Attorneys for the Legislature counter that Gibson, in her August ruling, explicitly said that lawmakers could set parameters on what constitutes a gerrymander, which is what it did.

Barber wrote that the tests the Legislature selected are recognized in academic circles. Based on those standards, he said, the Legislature’s map “performs like a typical, neutrally drawn Utah plan” and “does not unduly favor or disfavor either political party.”

Moreover, Barber and Trende reported that the two maps submitted for Gibson’s consideration by the plaintiffs fail the partisan bias tests that the Legislature’s map passes.

GOP consultant’s past courtroom battles

Trende has become a go-to expert for Republicans. He testified as an expert witness in several dozen election cases, including at least 15 partisan or racial gerrymandering cases, according to his biography. He was also one of two experts selected by a court in Virginia in 2021 to draw new boundaries in that state after a bipartisan redistricting commission failed to reach an agreement on political boundaries.

Trende’s primary job is as a political commentator on the RealClearPolitics website and received his doctorate in political science in December 2023.

A copy of Trende’s contract with the Legislature, obtained through an open records request, shows he was paid $500 an hour, up to $10,000, to analyze maps submitted to him by the Legislative Redistricting Committee.

Sen.
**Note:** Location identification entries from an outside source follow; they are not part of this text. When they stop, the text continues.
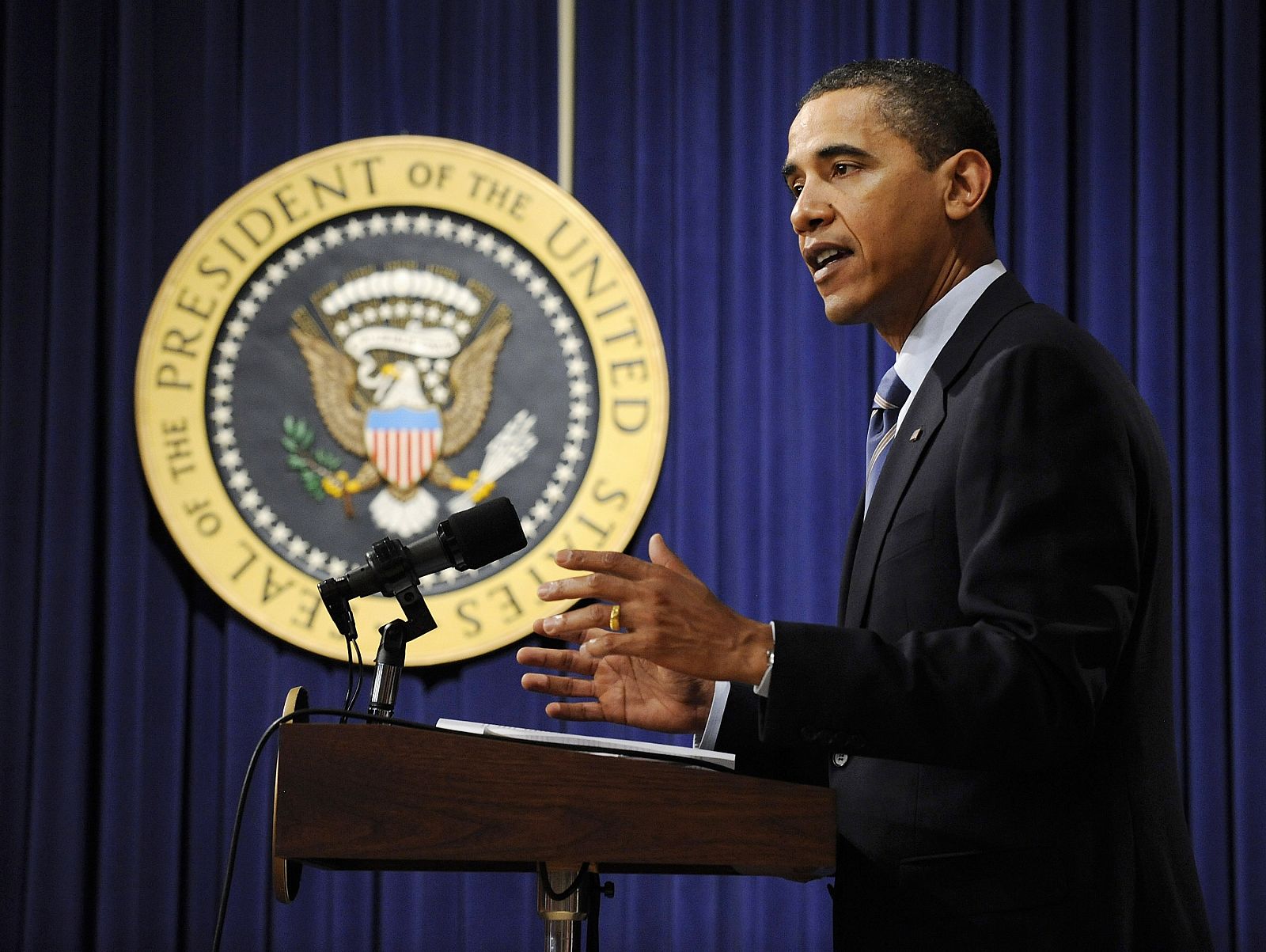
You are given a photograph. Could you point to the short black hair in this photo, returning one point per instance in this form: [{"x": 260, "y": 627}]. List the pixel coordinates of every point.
[{"x": 932, "y": 108}]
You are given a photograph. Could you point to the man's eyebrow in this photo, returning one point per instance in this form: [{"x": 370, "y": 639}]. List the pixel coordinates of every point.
[{"x": 835, "y": 151}]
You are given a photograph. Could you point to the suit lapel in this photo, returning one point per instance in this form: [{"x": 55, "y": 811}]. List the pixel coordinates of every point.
[{"x": 926, "y": 413}]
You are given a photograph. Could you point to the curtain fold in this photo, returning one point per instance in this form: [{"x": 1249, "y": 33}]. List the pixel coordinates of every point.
[{"x": 1131, "y": 199}]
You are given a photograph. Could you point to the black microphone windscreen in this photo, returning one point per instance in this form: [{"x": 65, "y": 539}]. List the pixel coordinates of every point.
[{"x": 487, "y": 532}]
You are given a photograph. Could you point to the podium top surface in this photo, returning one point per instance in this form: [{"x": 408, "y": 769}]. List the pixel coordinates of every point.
[{"x": 373, "y": 797}]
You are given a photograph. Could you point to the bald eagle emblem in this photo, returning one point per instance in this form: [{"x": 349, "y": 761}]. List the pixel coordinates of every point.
[{"x": 402, "y": 367}]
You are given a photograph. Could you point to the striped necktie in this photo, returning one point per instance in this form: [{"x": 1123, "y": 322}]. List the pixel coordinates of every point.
[{"x": 888, "y": 405}]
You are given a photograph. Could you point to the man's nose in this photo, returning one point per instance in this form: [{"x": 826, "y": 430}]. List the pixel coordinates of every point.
[{"x": 810, "y": 211}]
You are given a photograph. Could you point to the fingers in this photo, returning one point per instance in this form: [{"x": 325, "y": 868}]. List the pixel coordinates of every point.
[
  {"x": 557, "y": 658},
  {"x": 559, "y": 685},
  {"x": 573, "y": 622},
  {"x": 597, "y": 585},
  {"x": 570, "y": 711},
  {"x": 664, "y": 556}
]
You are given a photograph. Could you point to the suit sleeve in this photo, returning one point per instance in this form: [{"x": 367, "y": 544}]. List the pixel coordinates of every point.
[{"x": 1048, "y": 527}]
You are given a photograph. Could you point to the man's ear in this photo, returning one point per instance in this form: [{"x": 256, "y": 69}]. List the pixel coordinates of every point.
[{"x": 968, "y": 177}]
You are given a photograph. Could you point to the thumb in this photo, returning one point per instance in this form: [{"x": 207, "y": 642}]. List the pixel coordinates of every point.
[{"x": 664, "y": 556}]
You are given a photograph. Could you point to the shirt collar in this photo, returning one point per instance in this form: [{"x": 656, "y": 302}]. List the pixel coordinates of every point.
[{"x": 937, "y": 325}]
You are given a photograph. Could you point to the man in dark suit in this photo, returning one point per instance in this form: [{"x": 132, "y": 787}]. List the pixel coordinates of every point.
[{"x": 994, "y": 708}]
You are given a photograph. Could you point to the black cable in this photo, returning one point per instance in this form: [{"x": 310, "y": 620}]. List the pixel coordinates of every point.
[
  {"x": 567, "y": 893},
  {"x": 303, "y": 713},
  {"x": 246, "y": 787},
  {"x": 351, "y": 677},
  {"x": 360, "y": 675}
]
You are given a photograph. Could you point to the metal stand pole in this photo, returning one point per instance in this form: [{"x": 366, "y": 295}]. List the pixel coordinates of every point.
[{"x": 563, "y": 916}]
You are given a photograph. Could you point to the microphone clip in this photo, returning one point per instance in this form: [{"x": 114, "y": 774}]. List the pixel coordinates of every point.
[{"x": 390, "y": 559}]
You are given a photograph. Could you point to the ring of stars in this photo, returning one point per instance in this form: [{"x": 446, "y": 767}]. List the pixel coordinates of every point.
[{"x": 269, "y": 525}]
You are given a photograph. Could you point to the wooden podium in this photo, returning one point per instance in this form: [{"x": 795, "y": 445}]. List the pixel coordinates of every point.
[{"x": 390, "y": 798}]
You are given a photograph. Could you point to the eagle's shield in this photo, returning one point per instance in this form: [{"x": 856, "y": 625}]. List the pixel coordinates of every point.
[{"x": 403, "y": 442}]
Scott Sandall, R-Tremonton, co-chair of the committee, said Trende had a separate contract with the Legislature’s outside counsel in the litigation to produce the five maps that were considered by lawmakers.

In a Louisiana redistricting ruling in 2024, the court largely dismissed Trende’s analysis, calling his methods “fundamentally flawed and completely useless,” along with “oversimplistic and unhelpful,” for the purposes of proving maps in that state violated the Voting Rights Act.

An appeals court agreed that the lower court was correct in largely dismissing his assessment.

Likewise, in a Maryland case, the court criticized the “superficial quality of his analysis” and said that “his number crunching had the appearance of rigor but contributed little” to helping the plaintiffs prove their case.

In 2020, while Trende was still in his doctoral program, a court in Georgia rejected him as an expert witness in a lawsuit over wait times at polling places, saying that, while an expert doesn’t necessarily have to have a doctorate, Trende had not written a peer-reviewed article, nor been part of a peer review of another’s work.

The two-day hearing in Gibson’s court will pit Trende against a familiar foe. Earlier this month, Mark Gaber, the attorney with the Campaign Legal Center who is representing the plaintiffs in the Utah case, reportedly had a lengthy and sometimes tense showdown with Trende in a Texas redistricting case.

Trende was testifying on behalf of Texas Republicans who are seeking to redraw the congressional boundaries in that state in such a way that would create five new safe Republican districts. Gaber is the counsel for the parties challenging that redistricting plan as well.